An international 2014 meta-analysis of both flexible sigmoidoscopy and screening colonoscopy showed that screening colonoscopy was associated with a 68% reduction in colon cancer mortality.
An international 2016 meta-analysis of a total of 1.49 million patients showed that colonoscopy was associated with a 61% reduction in death from colorectal cancer.
And if this is not convincing enough of the mortality reduction due to screening colonoscopy, the first randomized, controlled trial of screening colonoscopy is currently underway with results being expected in the 2020s!
So how does colonoscopy prevent colon cancer from occurring (and therefore reduce the risk of death from colon cancer)? Well, any regular reader here knows that removing precancerous polyps is the key to preventing colon cancer from happening. Polyps grow relatively slowly, offering ample time to stop colon cancer in its tracks. A follow up to the National Polyp Study looked at patients for up to 23 years after colonoscopic polypectomy, and found a 53% reduction in death from colorectal cancer in patients who had polyps removed by colonoscopy performed in the 1980-1990 period. This is pretty strong evidence that removing polyps and engaging in appropriate surveillance colonoscopy prevents colon cancer, with a protective effect that lasts for many years.
The author of the above letter was also concerned with aspirin/NSAID use somehow skewing the study results, citing the known reduction in colon cancer development just by taking aspirin every day. I have covered this in the past, and encourage you to read about the protective effect of aspirin on colon cancer here. However, if what the Country Doctor states is true, if the general public knew all about the beneficial effects of aspirin/NSAIDs on colon polyps and cancer, wouldn’t patients on both sides of these studies be just as likely to be taking aspirin or NSAIDs? Or are the health-savvy prophylactic aspirin-takers more likely to seek out screening colonoscopy too, merely due to better health consciousness? Perhaps their diet is better, and they exercise more too? It’s a valid concern at least…as clustering multiple healthy behaviors with seeking out a screening colonoscopy (another healthy behavior) can artificially inflate the protective effect of the procedure.

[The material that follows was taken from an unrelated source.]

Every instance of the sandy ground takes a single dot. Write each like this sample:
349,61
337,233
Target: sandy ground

Well, for my discerning readers, to answer the above question with some certainly, I looked at the fine print in the methods sections in some of the above-cited articles on colon cancer mortality and colonoscopy, and was ecstatic to find that the authors DID in fact control for aspirin and NSAID use, as well as diet, smoking, alcohol use, and multiple other lifestyle factors! So basically, no, aspirin use alone cannot be responsible for the mortality reduction seen in multiple large studies attributed to screening colonoscopy.